The PPN people groups of Körtiktepe, Hallan Çemi, Gusir Höyük and Hasankeyf Höyük exploited
marshier and deltaic type environment where the Tigris and Batman Creek flooded large areas, creating
alluvial fans, small lakes and scattered small wetlands in the vast semi-plain region. This overall helped
Neolithic groups to access notable quantities of fish, crabs, freshwater snails and oysters (Özkaya
et al. 2013). The faunal assemblages from both the Younger Dryas and the Early Holocene phases at
Körtiktepe indicate the exploitation of a variety of fish including Mesopotamian bream, shabout, Tigris
asp, kersin barbell, Mesopotamian barbell, Menderes barbell, yellowfin barbell, mangar, longspine
scraper, Euphrates spiny eel and abu mullet, of all were freshwater taxa (Emra et al. 2022). In both
phases the vast majority of the fish remains belonged to the carp family with the most commonly
identified species being the mangar (Luciobarbus esocinus), which can reach lengths of over 3 meters
and weights of in excess of 150 kilograms. A small number of especially large vertebrae from the Early
Holocene layers suggests that mangar of this size were being caught at Körtiktepe (Emra et al. 2022). A
large number of fish bones were also identified in faunal assemblages of Hasankeyf Höyük (Figure 2).
In addition to the rich ichthyofaunal remains, particularly isotope analysis on human skeletons also
suggested that intensive fish consumption was associated with the PPNA settlements in South-eastern
Anatolia, including Körtiktepe and Hasankeyf Höyük in the Upper Tigris basin (Itahashi et al. 2017;
Koruyucu et al. 2018).
Among the later Neolithic sites perhaps the most elaborate fish remains came from Çatalhöyük, yielding
over 62,000 identified specimens (Van Neer et al. 2013: 314).

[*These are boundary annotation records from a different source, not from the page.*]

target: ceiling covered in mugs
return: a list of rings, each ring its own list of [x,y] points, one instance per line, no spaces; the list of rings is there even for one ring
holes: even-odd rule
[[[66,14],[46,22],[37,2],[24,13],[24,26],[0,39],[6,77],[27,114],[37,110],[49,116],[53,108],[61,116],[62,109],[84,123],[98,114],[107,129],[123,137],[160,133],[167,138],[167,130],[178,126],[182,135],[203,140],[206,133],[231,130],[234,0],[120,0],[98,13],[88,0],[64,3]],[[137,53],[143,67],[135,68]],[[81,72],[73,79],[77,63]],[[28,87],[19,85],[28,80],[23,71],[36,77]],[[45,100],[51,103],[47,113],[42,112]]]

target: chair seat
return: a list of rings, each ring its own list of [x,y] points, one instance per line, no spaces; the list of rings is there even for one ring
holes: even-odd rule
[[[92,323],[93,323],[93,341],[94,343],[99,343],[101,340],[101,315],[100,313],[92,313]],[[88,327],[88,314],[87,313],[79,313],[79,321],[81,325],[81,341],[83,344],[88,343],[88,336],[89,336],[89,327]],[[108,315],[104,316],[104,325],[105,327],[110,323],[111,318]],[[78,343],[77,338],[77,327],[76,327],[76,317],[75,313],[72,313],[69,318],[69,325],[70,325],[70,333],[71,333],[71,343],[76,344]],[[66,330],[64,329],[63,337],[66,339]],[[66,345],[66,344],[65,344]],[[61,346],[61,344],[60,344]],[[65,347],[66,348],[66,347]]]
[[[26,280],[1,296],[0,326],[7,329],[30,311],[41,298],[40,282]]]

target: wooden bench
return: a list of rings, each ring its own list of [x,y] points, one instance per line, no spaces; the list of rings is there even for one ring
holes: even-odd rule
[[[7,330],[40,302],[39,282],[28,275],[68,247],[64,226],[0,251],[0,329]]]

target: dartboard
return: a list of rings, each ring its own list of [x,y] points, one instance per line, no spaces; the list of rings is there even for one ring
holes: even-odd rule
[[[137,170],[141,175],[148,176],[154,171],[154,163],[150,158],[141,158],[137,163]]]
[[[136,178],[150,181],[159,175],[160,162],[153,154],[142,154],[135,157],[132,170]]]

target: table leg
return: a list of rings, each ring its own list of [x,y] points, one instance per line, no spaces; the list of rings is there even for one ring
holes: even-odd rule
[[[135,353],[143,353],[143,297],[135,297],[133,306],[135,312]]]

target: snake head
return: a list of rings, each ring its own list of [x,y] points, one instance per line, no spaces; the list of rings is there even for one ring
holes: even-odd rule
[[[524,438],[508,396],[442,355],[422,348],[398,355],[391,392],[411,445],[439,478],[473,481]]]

A large number of fish bones also reported
from the late Neolithic site of Tell Kurdu, comprising about 5% of total identified faunal assemblage
(Özbal et al. 2004: 89). On the other hand, the rarity of fish source in some isotope studies (e.g., Pearson et
al. 2013) may indicate that some Neolithic groups perhaps did not depend on fish for their regular diet.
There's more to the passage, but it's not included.